We did. Stared into each other’s flat eyes. Widened our eyes awkwardly. Tried not to roll them as the clock ticked on. “Bored now,” he used to joke sometimes when I was mid-sentence, and he didn’t say it then, but it’s what we both thought, I’m sure. “Bored now.”

Shortly after we broke up, I ran off to a weirdo retreat in the woods and he ran to Japan and we turned into warm-blooded beings who were unrecognizable to ourselves and to each other. Eight months after we broke up, we looked at each other again. 

It was a Wednesday, our first time seeing each other in over a month of silence, which had followed two months of silence previously. I’m a little disappointed by the lack of depth and emotional closeness in our interactions today, I said to him when it was dark out.  He paused, acknowledged that things had felt a little off. Maybe, he said, it was because this was the first time we were seeing each other since breaking up that the future stretched long and open between us, uninterrupted with one of us traveling or with a need for no contact so we could heal.
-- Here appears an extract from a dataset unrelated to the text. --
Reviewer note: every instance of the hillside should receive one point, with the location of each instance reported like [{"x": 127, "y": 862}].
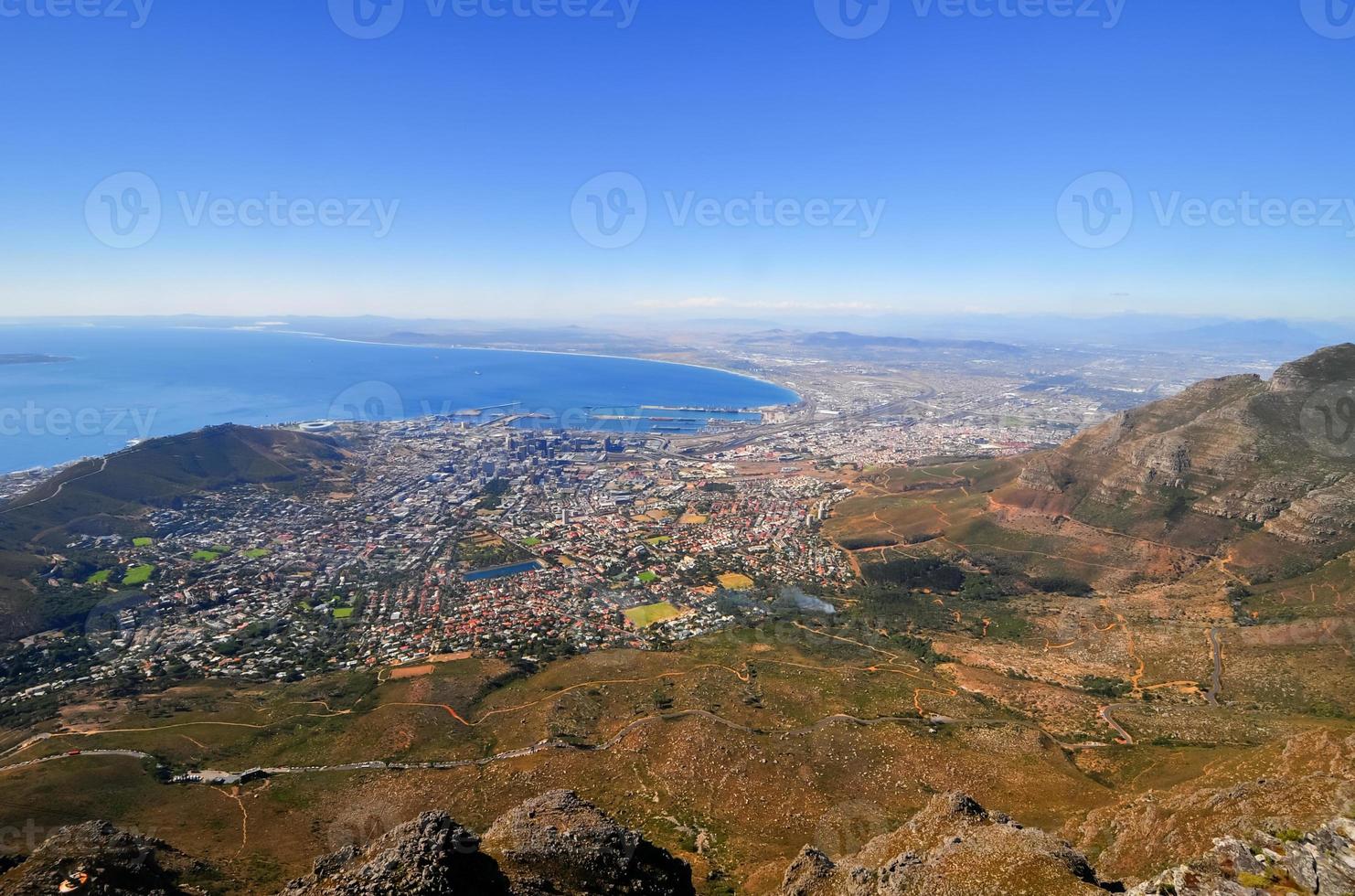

Maybe we were being protective, he said. 

Maybe, I said. 

Also, he said, we hadn’t really looked at each other all day.

We’d sat next to each other at Dolores Park. Next to each other as we ate tacos at La Gaillenita. Next to each other on the couch at the home he was dog-sitting at, and next to each other on the couch at the home where I was dog-sitting. 

We rotated our bodies towards each other on the couch. His eyes were soft, his face open, and I understood that the Modern Love column that said you can fall in love with someone by looking into their eyes for five minutes wasn’t about looking, but about seeing and being seen. I couldn’t hold his gaze, though. I glanced down, back at up him, looked away again, shy, and when my eyes turned back to him, the tenderness in his eyes held me.

Oh shit, I said.

What, he said.

I’m super turned on. (editor’s note: TMI, SRY)

Let’s date slowly, we decided, and casually. Ten-hour dates aren’t casual, we agreed. Let’s see each other next Tuesday afternoon, and use my 5 pm writing class as a deadline, an outside time limit. Two hours, maybe three.


I revisit my diary tonight. I am looking for an old entry that I was sure started, “He’s not happy,” and in searching for it, I come across thousands of words written a year ago, two years ago, three, about our relationship and about how shitty things were, how shitty we were. I was no angel, but I didn’t write about that (who writes about that in their diary?). But what I did write about was how mean he was, the hurtful things he said, and said again, and the way he blamed me when they upset me. I clicked through those entries, relived those moments that I’d long since forgiven, that feel so long ago, and I realized they aren’t gone, they haven’t disappeared. I hold them in my body. They’re behind the eyes he is looking into with such tenderness. They’re tense in my muscles when he makes a joke I’ve heard before. I hear them when I look in the mirror at the skin gravity is pulling down, and they’re whispers in my ear when I write something I’m not happy with. I hear his words when he rests his hand on my arm and when his fingers are soft on my hair and I hear them when I admit to not knowing the origins of a historical event and he fills me in and they come as a nearly imperceptible wince when I show up late.

Seeing each other fosters emotional intimacy, but trust, I think, might need more time.


Do people kiss on first dates, I ask him.

That’s what I’ve been trying to figure out, he says.

They either don’t kiss at all or they have sex, I say.

That sounds about right, he says.

Right before he leaves, he kisses me at the door. One, two, three times.

I stammer.

What, he says.

Do you have a boner, I say.

Sure do, he says, and he is out the door.